Başbakan Davutoğlu, ekonomik müeyyidelerle ilgili ise Türkiye-Rusya ilişkilerinin karşılıklı çıkar ilişkisine dayanan bir yapıda olduğunu söyledi.

Türkiye'nin tek taraflı olarak Rusya'dan ekonomik çıkar elde etmediğini, Rusya'nın da Türkiye'den elde ettiği ekonomik çıkarların olduğunu anlatan Davutoğlu, Rus yetkililerin bütün bunları göz önüne alarak, soğukkanlı bir şekilde olayı bütünüyle değerlendiren bir tutum içinde tavır sergilemesinin en doğal hakları olduğunu vurguladı.

- "Önceliğimiz Rusya ile iletişim kanallarını açık tutmak"
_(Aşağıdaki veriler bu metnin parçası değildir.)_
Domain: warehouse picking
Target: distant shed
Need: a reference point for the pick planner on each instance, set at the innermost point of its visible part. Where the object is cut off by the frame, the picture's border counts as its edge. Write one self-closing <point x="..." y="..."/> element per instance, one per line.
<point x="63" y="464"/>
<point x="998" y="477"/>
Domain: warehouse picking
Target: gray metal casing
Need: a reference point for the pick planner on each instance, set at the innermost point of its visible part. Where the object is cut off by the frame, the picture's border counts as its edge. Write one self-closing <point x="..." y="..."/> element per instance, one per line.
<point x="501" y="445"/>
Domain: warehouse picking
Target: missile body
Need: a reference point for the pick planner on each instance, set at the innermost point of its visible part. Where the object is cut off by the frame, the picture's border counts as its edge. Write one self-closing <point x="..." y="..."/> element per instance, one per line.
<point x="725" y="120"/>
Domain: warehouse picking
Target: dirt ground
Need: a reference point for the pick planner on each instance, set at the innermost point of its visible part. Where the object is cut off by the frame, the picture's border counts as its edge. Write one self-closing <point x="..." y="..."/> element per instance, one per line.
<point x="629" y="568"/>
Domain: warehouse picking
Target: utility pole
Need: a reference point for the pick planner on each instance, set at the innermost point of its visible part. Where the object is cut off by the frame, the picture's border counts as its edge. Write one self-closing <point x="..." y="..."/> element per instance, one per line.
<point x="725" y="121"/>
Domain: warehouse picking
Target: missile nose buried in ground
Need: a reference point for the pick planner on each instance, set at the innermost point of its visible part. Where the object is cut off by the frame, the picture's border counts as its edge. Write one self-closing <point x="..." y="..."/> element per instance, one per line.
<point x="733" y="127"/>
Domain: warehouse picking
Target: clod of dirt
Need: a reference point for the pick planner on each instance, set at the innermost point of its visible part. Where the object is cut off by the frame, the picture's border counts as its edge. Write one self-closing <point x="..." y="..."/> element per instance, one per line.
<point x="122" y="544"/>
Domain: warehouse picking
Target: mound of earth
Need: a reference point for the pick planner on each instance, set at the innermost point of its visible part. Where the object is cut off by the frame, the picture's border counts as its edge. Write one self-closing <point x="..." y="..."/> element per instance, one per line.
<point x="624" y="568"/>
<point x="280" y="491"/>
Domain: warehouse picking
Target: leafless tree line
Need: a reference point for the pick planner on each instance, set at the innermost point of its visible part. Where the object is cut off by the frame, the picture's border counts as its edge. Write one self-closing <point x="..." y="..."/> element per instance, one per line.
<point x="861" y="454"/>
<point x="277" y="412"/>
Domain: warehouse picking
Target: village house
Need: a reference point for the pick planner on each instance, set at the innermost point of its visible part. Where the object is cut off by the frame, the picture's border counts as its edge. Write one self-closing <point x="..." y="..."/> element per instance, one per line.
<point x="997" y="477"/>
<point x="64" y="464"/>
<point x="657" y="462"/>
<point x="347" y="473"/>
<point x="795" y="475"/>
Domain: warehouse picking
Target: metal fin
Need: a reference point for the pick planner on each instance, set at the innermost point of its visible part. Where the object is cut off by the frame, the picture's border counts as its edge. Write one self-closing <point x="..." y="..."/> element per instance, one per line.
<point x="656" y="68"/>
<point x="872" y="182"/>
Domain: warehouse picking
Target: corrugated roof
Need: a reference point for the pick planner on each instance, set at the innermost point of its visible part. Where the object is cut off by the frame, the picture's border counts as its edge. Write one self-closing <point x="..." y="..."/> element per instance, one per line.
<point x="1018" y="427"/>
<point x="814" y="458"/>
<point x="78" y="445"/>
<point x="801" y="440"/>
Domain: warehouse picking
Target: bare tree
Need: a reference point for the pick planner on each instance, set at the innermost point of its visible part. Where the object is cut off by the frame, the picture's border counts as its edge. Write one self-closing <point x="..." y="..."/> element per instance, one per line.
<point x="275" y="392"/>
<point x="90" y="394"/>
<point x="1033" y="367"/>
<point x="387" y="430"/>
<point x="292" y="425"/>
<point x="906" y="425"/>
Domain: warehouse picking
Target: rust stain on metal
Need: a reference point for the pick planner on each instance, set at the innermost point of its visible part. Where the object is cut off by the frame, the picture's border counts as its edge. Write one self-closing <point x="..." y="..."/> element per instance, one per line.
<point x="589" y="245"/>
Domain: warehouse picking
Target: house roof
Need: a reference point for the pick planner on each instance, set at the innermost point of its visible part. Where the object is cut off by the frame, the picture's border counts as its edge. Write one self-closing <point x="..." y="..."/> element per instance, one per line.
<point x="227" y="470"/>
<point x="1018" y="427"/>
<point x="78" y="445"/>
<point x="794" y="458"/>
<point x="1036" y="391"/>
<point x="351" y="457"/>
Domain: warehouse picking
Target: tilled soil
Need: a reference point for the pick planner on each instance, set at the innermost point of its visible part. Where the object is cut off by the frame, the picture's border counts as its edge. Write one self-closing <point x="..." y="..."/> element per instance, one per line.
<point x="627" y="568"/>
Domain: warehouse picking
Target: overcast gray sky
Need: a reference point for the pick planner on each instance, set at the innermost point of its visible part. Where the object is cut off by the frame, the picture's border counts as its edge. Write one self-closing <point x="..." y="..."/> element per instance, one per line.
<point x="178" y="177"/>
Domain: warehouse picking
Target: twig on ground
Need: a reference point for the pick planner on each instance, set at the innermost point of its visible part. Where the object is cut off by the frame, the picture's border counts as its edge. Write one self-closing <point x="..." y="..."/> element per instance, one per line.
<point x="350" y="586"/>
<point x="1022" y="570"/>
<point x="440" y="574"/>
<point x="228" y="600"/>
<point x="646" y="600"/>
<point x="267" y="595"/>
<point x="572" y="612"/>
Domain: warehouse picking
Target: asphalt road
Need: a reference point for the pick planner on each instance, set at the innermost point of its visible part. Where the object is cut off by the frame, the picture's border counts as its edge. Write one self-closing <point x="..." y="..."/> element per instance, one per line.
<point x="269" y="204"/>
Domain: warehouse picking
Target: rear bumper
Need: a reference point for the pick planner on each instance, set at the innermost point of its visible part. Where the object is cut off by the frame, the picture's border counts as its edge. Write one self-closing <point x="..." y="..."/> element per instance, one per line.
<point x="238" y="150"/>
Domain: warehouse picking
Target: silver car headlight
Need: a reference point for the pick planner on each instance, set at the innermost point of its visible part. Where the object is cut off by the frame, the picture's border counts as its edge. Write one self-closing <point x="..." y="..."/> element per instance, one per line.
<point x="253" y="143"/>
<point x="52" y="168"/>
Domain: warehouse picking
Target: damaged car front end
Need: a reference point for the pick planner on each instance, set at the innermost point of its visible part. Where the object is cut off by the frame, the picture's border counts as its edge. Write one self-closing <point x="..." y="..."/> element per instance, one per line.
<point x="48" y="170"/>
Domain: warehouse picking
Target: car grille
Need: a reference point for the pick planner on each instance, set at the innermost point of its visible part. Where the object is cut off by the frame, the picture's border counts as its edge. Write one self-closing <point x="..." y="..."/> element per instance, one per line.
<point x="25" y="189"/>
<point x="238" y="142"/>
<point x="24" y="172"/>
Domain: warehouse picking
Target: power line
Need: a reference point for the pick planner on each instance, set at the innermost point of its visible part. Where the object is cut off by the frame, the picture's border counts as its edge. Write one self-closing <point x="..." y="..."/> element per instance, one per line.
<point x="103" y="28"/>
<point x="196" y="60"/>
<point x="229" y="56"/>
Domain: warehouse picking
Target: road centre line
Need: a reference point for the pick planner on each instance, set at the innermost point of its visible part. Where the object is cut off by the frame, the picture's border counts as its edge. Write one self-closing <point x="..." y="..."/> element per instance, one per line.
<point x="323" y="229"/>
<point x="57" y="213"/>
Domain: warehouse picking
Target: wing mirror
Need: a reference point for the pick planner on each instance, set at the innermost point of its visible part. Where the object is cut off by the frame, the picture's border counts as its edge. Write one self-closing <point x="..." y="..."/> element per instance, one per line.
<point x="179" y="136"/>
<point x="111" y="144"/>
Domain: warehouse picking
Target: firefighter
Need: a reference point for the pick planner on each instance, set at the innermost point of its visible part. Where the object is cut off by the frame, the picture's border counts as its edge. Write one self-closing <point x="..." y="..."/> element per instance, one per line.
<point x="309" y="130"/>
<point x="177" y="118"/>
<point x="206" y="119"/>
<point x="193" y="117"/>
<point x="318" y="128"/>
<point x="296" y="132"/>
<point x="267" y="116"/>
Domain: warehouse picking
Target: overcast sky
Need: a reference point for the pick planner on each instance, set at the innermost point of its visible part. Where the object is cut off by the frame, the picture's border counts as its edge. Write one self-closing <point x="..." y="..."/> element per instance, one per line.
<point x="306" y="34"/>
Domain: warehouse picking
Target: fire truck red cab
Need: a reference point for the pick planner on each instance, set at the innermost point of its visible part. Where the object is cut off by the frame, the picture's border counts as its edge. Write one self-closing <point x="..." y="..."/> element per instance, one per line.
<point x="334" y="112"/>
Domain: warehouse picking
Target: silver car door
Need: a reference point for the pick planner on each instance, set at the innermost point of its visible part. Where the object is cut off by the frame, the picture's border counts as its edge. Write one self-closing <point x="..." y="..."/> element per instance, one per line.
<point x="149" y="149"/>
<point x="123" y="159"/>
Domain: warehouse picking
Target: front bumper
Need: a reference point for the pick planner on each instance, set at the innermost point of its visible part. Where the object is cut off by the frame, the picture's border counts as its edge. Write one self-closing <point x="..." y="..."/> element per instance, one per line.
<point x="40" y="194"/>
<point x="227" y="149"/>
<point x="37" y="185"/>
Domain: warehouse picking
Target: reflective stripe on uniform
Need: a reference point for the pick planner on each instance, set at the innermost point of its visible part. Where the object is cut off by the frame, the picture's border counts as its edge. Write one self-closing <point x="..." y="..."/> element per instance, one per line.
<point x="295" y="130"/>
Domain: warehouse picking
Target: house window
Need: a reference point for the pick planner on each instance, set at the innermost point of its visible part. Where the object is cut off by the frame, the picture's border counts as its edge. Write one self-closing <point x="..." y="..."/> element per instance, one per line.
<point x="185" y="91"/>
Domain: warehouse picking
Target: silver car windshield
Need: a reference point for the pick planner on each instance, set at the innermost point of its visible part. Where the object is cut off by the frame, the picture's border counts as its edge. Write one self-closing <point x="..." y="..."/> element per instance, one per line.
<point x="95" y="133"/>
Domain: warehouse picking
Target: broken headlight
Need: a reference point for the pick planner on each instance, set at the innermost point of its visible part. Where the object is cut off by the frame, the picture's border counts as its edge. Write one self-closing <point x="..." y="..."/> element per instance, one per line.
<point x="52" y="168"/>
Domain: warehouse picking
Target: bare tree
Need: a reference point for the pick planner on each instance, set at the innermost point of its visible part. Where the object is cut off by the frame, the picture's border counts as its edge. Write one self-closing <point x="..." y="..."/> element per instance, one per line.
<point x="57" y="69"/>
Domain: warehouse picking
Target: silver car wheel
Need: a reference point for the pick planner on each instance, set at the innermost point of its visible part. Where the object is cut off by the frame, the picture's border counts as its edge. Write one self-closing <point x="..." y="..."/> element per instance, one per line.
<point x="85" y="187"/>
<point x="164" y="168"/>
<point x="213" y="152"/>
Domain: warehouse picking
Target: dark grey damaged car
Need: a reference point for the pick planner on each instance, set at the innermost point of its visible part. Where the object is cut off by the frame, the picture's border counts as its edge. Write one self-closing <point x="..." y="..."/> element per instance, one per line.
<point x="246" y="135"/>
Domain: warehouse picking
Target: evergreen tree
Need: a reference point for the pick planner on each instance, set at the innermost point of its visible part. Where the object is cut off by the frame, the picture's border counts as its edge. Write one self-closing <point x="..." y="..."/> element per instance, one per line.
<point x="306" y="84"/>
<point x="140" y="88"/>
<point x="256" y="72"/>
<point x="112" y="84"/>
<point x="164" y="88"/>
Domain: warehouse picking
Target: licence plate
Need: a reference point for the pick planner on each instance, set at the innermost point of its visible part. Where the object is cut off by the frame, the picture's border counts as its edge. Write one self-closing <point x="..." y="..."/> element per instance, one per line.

Genelkurmay Başkanı Orgeneral Hulusi Akar'ın, geçen Bakanlar Kurulu toplantısına katılarak geniş bir askeri brifing verdiğini, bütün bu konuların ele alındığını, her açından Türkiye-Rusya ilişkilerinin masaya yatırıldığını aktaran Başbakan Davutoğlu, şu bilgileri paylaştı:

"Başbakan Yardımcısı Mehmet Şimşek'in koordinasyonunda, bunun doğuracağı ekonomik sonuçları ve ele alınacak tedbirleri içerecek olan bakanlıklar arası koordinasyon komitesi oluşturuldu. Onlar bugün toplanacaklar, çalışacaklar biz de Brüksel'den döndükten sonra tekrar değerlendireceğiz. Ancak dediğim gibi birinci önceliğimiz Rusya ile iletişim kanallarını açık tutmaktır, Rusya ile bir daha benzer gerilimler yaşanmaması için Suriye'deki operasyonlar konusunda bir iletişim ve koordinasyon sağlanmasıdır. Bu olay açık bir şekilde ortaya çıkarmıştır ki aynı hava sahası üzerinde iki farklı koalisyon ülke grubunun yürüttüğü hava operasyonları her zaman bu tür kazalara, olaylara sebebiyet verebilir. Bir taraftan Türkiye'nin, ABD'nin ve 50'ye yakın ülkenin içinde olduğu DEAŞ'a karşı mücadele koalisyonu var. Onun yürüttüğü operasyonlar var. Diğer tarafta Rusya'nın özellikle İran ile birlikte Suriye rejimine destek vermek üzere, 'DEAŞ'a karşı operasyon yapıyoruz' diyerek destek vermek üzere, yaptığı operasyon var. Burada iki koalisyonun da eğer DEAŞ'a karşı mücadele ediliyorsa sadece DEAŞ'a yönelik ortak bir eylem planı içinde buluşulması önem taşıyor. 'DEAŞ'a karşı operasyon yapıyorum' diyerek Türkiye'ye yeni mülteci akınlarına yol açacak şekilde sivil halkı bombalamak bugün katılacağımız Türkiye-AB Zirvesi'nin ana konusu olan mülteciler krizi bağlamında da Türkiye'yi doğrudan ilgilendiren bir konudur. Bu uçak düşmemiş olsaydı, sınır ihlali olmamış olsaydı da bu operasyonlar doğru bir zeminde yapılmıyor diyerek Rusya ile olan görüşmelerde bunu dile getirecektik."

- Angajman kuralları

Başbakan Ahmet Davutoğlu, dün TBMM'de tartışmalara neden olan angajman kurallarıyla ilgili de Türk hava, deniz ve kara sahasının korunmasının Türk Silahlı Kuvvetlerinin görevi olduğunu dile getirdi.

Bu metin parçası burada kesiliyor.